I’ll never be happy.
My life will always be a window and never a door.
We can blame it on our brains. Remember the Golden Rule of neuroscience? Neurons that fire together wire together. Our gray matter loves predictability and doubles down on any pattern it can. So all of our habits – be they good ones or harmful ones – become our default setting.
Our brain tells us to keep beating our wings against that glass. When it doesn’t work? We beat harder, shriek louder, then feel victimized and persecuted. The only way out is to consider our goal from a fresh angle. What you tried yesterday lead to to your current situation. If the situation isn’t desirable, perhaps it’s time for a different approach?
Let me suggest we all start with some deep breathing. Deep, belly breathing disrupts the power of fear that compels us to stay in our ingrained patterns. Intentional breathing allows the mind to venture out of its comfort zone to see the possibility of new methodologies.

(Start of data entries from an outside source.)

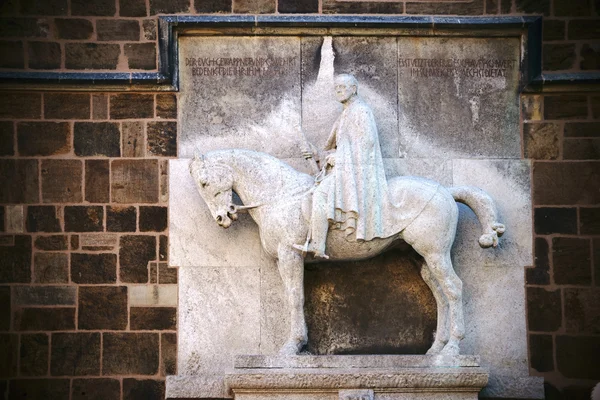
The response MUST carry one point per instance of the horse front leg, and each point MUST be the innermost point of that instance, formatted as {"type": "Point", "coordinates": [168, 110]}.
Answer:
{"type": "Point", "coordinates": [291, 269]}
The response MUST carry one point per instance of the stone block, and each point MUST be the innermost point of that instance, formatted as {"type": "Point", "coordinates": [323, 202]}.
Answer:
{"type": "Point", "coordinates": [44, 55]}
{"type": "Point", "coordinates": [45, 319]}
{"type": "Point", "coordinates": [102, 307]}
{"type": "Point", "coordinates": [542, 352]}
{"type": "Point", "coordinates": [75, 354]}
{"type": "Point", "coordinates": [44, 295]}
{"type": "Point", "coordinates": [96, 389]}
{"type": "Point", "coordinates": [61, 181]}
{"type": "Point", "coordinates": [93, 268]}
{"type": "Point", "coordinates": [576, 356]}
{"type": "Point", "coordinates": [141, 55]}
{"type": "Point", "coordinates": [152, 295]}
{"type": "Point", "coordinates": [168, 354]}
{"type": "Point", "coordinates": [84, 218]}
{"type": "Point", "coordinates": [543, 309]}
{"type": "Point", "coordinates": [549, 220]}
{"type": "Point", "coordinates": [135, 252]}
{"type": "Point", "coordinates": [134, 181]}
{"type": "Point", "coordinates": [191, 225]}
{"type": "Point", "coordinates": [117, 29]}
{"type": "Point", "coordinates": [566, 183]}
{"type": "Point", "coordinates": [542, 140]}
{"type": "Point", "coordinates": [91, 55]}
{"type": "Point", "coordinates": [133, 8]}
{"type": "Point", "coordinates": [21, 105]}
{"type": "Point", "coordinates": [97, 181]}
{"type": "Point", "coordinates": [153, 218]}
{"type": "Point", "coordinates": [51, 243]}
{"type": "Point", "coordinates": [153, 318]}
{"type": "Point", "coordinates": [43, 138]}
{"type": "Point", "coordinates": [571, 260]}
{"type": "Point", "coordinates": [143, 389]}
{"type": "Point", "coordinates": [130, 353]}
{"type": "Point", "coordinates": [50, 268]}
{"type": "Point", "coordinates": [97, 139]}
{"type": "Point", "coordinates": [121, 219]}
{"type": "Point", "coordinates": [73, 28]}
{"type": "Point", "coordinates": [33, 354]}
{"type": "Point", "coordinates": [131, 105]}
{"type": "Point", "coordinates": [95, 8]}
{"type": "Point", "coordinates": [42, 219]}
{"type": "Point", "coordinates": [16, 261]}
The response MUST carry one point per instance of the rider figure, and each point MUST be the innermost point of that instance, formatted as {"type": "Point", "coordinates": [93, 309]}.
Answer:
{"type": "Point", "coordinates": [354, 194]}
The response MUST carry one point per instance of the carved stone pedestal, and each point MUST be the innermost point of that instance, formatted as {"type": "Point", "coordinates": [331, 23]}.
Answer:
{"type": "Point", "coordinates": [386, 377]}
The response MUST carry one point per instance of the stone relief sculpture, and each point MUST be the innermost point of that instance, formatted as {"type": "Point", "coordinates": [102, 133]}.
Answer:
{"type": "Point", "coordinates": [349, 211]}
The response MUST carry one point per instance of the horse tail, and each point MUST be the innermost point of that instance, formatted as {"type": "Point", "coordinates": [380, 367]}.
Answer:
{"type": "Point", "coordinates": [483, 206]}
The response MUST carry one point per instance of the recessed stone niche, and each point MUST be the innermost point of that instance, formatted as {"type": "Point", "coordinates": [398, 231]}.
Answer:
{"type": "Point", "coordinates": [446, 109]}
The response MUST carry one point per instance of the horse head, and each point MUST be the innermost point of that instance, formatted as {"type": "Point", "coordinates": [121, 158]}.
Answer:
{"type": "Point", "coordinates": [214, 181]}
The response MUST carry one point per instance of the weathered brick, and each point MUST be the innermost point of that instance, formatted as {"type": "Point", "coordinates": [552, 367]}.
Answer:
{"type": "Point", "coordinates": [9, 349]}
{"type": "Point", "coordinates": [45, 319]}
{"type": "Point", "coordinates": [42, 219]}
{"type": "Point", "coordinates": [16, 261]}
{"type": "Point", "coordinates": [135, 252]}
{"type": "Point", "coordinates": [153, 218]}
{"type": "Point", "coordinates": [93, 268]}
{"type": "Point", "coordinates": [589, 221]}
{"type": "Point", "coordinates": [558, 57]}
{"type": "Point", "coordinates": [153, 318]}
{"type": "Point", "coordinates": [73, 28]}
{"type": "Point", "coordinates": [61, 181]}
{"type": "Point", "coordinates": [97, 181]}
{"type": "Point", "coordinates": [117, 29]}
{"type": "Point", "coordinates": [50, 268]}
{"type": "Point", "coordinates": [67, 106]}
{"type": "Point", "coordinates": [130, 354]}
{"type": "Point", "coordinates": [571, 261]}
{"type": "Point", "coordinates": [566, 183]}
{"type": "Point", "coordinates": [34, 354]}
{"type": "Point", "coordinates": [96, 389]}
{"type": "Point", "coordinates": [7, 138]}
{"type": "Point", "coordinates": [141, 55]}
{"type": "Point", "coordinates": [143, 389]}
{"type": "Point", "coordinates": [542, 354]}
{"type": "Point", "coordinates": [97, 139]}
{"type": "Point", "coordinates": [120, 219]}
{"type": "Point", "coordinates": [75, 354]}
{"type": "Point", "coordinates": [169, 6]}
{"type": "Point", "coordinates": [99, 106]}
{"type": "Point", "coordinates": [91, 55]}
{"type": "Point", "coordinates": [39, 389]}
{"type": "Point", "coordinates": [102, 307]}
{"type": "Point", "coordinates": [43, 138]}
{"type": "Point", "coordinates": [46, 7]}
{"type": "Point", "coordinates": [99, 8]}
{"type": "Point", "coordinates": [577, 356]}
{"type": "Point", "coordinates": [133, 8]}
{"type": "Point", "coordinates": [543, 309]}
{"type": "Point", "coordinates": [21, 105]}
{"type": "Point", "coordinates": [84, 218]}
{"type": "Point", "coordinates": [131, 105]}
{"type": "Point", "coordinates": [133, 139]}
{"type": "Point", "coordinates": [44, 295]}
{"type": "Point", "coordinates": [134, 181]}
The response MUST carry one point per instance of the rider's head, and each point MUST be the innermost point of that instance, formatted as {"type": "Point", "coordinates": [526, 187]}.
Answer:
{"type": "Point", "coordinates": [346, 87]}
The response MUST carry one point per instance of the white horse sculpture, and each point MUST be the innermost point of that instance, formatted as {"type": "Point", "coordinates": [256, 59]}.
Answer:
{"type": "Point", "coordinates": [278, 199]}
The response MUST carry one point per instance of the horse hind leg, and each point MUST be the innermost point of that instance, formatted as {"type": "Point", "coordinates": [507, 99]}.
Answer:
{"type": "Point", "coordinates": [441, 333]}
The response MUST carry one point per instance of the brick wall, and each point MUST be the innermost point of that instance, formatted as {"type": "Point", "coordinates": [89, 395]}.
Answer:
{"type": "Point", "coordinates": [83, 197]}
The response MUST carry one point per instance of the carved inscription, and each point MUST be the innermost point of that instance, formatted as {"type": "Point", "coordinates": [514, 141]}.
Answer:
{"type": "Point", "coordinates": [240, 66]}
{"type": "Point", "coordinates": [462, 67]}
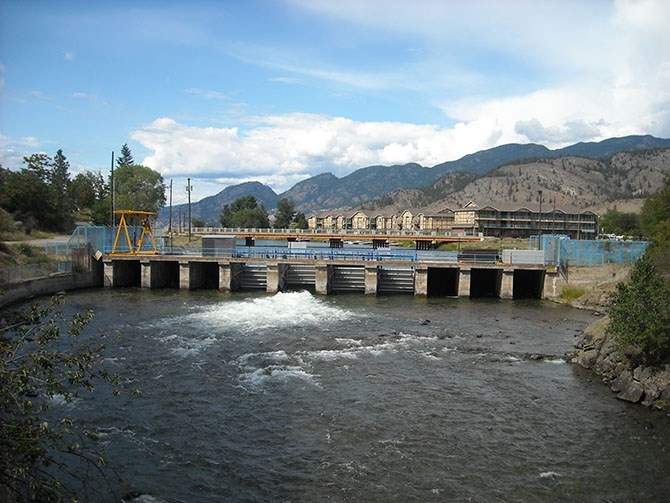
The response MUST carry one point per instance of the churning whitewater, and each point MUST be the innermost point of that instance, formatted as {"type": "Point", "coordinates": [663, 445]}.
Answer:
{"type": "Point", "coordinates": [296, 397]}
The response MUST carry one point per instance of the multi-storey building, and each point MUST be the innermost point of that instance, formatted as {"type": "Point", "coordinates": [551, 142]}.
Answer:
{"type": "Point", "coordinates": [499, 220]}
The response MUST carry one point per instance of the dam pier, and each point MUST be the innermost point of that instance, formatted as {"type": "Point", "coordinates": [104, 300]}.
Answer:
{"type": "Point", "coordinates": [327, 276]}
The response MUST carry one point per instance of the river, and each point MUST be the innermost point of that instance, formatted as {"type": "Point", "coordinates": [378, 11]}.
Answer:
{"type": "Point", "coordinates": [298, 397]}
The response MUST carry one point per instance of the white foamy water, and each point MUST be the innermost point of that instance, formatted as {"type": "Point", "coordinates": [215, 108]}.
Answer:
{"type": "Point", "coordinates": [295, 397]}
{"type": "Point", "coordinates": [280, 312]}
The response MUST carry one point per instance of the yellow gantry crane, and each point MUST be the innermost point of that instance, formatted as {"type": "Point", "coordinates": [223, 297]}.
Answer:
{"type": "Point", "coordinates": [134, 248]}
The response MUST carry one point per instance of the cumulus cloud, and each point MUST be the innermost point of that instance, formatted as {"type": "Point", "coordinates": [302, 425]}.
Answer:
{"type": "Point", "coordinates": [281, 150]}
{"type": "Point", "coordinates": [586, 82]}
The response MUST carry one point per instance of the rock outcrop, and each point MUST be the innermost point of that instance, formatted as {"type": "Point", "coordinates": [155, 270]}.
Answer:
{"type": "Point", "coordinates": [596, 350]}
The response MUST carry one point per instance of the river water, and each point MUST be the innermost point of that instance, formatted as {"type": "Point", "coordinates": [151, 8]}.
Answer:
{"type": "Point", "coordinates": [297, 397]}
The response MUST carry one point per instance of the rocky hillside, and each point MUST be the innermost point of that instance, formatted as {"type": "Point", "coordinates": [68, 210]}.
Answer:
{"type": "Point", "coordinates": [569, 181]}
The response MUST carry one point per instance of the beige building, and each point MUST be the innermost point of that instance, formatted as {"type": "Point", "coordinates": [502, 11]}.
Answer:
{"type": "Point", "coordinates": [500, 220]}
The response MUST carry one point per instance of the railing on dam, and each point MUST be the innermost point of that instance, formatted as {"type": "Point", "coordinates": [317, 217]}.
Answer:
{"type": "Point", "coordinates": [340, 254]}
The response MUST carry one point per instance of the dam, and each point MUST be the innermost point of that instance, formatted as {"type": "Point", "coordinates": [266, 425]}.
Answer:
{"type": "Point", "coordinates": [339, 274]}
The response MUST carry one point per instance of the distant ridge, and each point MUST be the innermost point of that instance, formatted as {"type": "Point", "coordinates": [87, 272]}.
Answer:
{"type": "Point", "coordinates": [325, 191]}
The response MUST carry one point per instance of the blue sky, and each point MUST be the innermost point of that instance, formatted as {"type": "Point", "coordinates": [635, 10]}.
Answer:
{"type": "Point", "coordinates": [277, 91]}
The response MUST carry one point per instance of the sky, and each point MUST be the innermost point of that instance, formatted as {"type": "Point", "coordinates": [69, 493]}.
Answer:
{"type": "Point", "coordinates": [276, 91]}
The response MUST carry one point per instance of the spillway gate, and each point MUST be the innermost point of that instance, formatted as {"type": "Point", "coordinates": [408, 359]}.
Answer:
{"type": "Point", "coordinates": [433, 279]}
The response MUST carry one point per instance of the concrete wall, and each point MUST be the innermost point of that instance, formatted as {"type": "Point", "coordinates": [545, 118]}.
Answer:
{"type": "Point", "coordinates": [51, 285]}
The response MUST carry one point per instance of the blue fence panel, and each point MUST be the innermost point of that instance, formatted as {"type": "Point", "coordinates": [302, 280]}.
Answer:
{"type": "Point", "coordinates": [561, 250]}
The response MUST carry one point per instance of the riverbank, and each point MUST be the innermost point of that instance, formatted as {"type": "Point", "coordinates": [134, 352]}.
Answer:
{"type": "Point", "coordinates": [595, 348]}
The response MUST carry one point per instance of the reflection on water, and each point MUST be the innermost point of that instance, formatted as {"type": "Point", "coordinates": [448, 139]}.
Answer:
{"type": "Point", "coordinates": [296, 397]}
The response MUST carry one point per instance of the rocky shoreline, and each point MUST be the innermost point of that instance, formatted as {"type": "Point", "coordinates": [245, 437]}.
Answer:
{"type": "Point", "coordinates": [596, 350]}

Then, from this calm place, we can identify the unhelpful pattern and look around for other options. If the poor bird would just turn his gaze a little, he would see blue sky that isn’t trapped behind a glass barrier.
I walk out the door and start singing. Finally, I grab his attention to the other blue sky. He zips through the open door and sails to freedom. I clap and smile. Bon voyage little buddy.